Creating a functional workspace at home

Thanks to flexible working options increasing numbers of people are working from home and setting up functional home workspaces. Maybe you’re about to do the same yourself. If so, you may be worried about space or where your set up will work best. With careful planning, as well as some clever hacks, any space can be turned into a home workspace.

Consider the tips below to increase your productivity and efficiency while working from home.

Clever use of space

Combine ideas that are outside of the box, clever planning and effective use of space and what you do have? The perfect recipe for setting up a functional home workspace. Don’t let space or imagination limit your options.

You may not have ever imagined yourself working in a nook, a storage cupboard or a window seat, but these spaces can be easily transformed into temporary or permanent workspaces.

“Adding a couple of higher shelves for an in-tray, a charging station with dual USB power points and a table-height surface where you can pull up a stool is a great way to create an instant work space,” says Jodie Hughes, interior designer at Eclectic Interior Design and Property Styling.

If you have limited indoor space to work with, or even fancy the idea of something different, Hughes says you only have to look out the window for inspiration.

“Creating a work space in your garage or shed is a clever solution [for creating a home workspace],” she says. “If space allows, a shipping container in the garden would also work.”

Invest in ergonomics

One of the most important things to consider when setting up your home workspace, is ergonomics. Even if you’re only setting up a workspace for the day, it’s important to ensure you have the right equipment to protect your body.

As a guide, your desk needs to be at a height that allows you to naturally rest your elbows in line with your keyboard and mouse. You can use a hand rest to prevent your hands from bending.

Your chair should be adjustable and provide proper back support and your feet should be flat on the ground or on a small foot stool to help protect your back.

Your computer screen should be a minimum of an arm’s length away and positioned slightly forward just below eye level - your head and neck should not be bent. Positioning the screen at a right angle and away from direct light will reduce glare that can cause eye strain.

To prevent unnecessary straining or awkward movements, place your stationery and printers within easy reach.

Multi-purpose technology and furniture

Scanners, printers and copiers can take up a lot of separate space. Some almost need a room of their own. But, there is a simple answer. Multi-purpose technology. Multi-purpose furniture is the same.
“Extendable tables, folding tables, or console desks that convert to dining tables enable you to maximise your living space and work space,” says Hughes.

“Open bookshelves are great multi-furniture pieces that can be both stylish and functional,” she adds. “Existing sideboards can hideaway less stylish items such as printers.”

When you choose your multi-purpose furniture and technology, go with a look that fits your style and is functional for your space.

Go wireless

Keeping your desk clutter free is easy if you use wireless technology. It also gives you the flexibility to be mobile within your home, so you can head into the kitchen and make a cup of tea without missing a beat.

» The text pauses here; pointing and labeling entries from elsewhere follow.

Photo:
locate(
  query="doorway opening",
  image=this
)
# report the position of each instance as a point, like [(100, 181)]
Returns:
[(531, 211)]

Keyboards, mice and printers can all be shared wirelessly.

Buying a multiport USB charger is another way to limit wires. It also means your devices are always charged – an essential when waiting for that important phone call.

Division of space

Using clever screening or divisions in your room will allow you to separate work from home life.

“An open bookshelf is a great multi-functional way to divide a room, as it provides extra storage that is accessible from either side, and the open shelving allows light through, so you don’t feel closed in,” says Hughes.

If you’re working in a tight space, don’t feel like you can’t separate work from home, try a fold-down desk that you fold away when done.

Lighting and personalising your space

“Choosing the right lighting to suit your space is very important to productivity, mood and saving your sight,” says Hughes.

Because of this, she suggests making use of natural light where possible. Otherwise, use overhead lighting and table lamps, or wall mounted lamps, standard floor lamps, and desk lamps if you’re limited on space.

Anything that makes your home workspace more appealing can’t be wrong, so adding personal touches is a nice idea. “Beautiful fabrics, paint swatches or personal photos can help creativity and mood and need minimal space,” says Hughes.

Plants can also be a great addition to your working space, and don’t worry if you’re not a green thumb. There are plenty of low maintenance indoor plants, such as aloe vera, spider plants and dracaena.

“Research shows that plants in the working environment can have many benefits, such as stress reduction and cleaning the air,” says Hughes.

Clever storage ideas

Floating shelves, hanging storage pockets and wall mounted box cubes all work well if you have smaller storage spaces, while shelving under the desk is great for printers or scanners.

When it comes to paperwork, the last thing you want is to have surplus amounts of it taking up your time and space. Saving documents digitally using a backed-up cloud storage system is the perfect solution to keeping your workspace organised.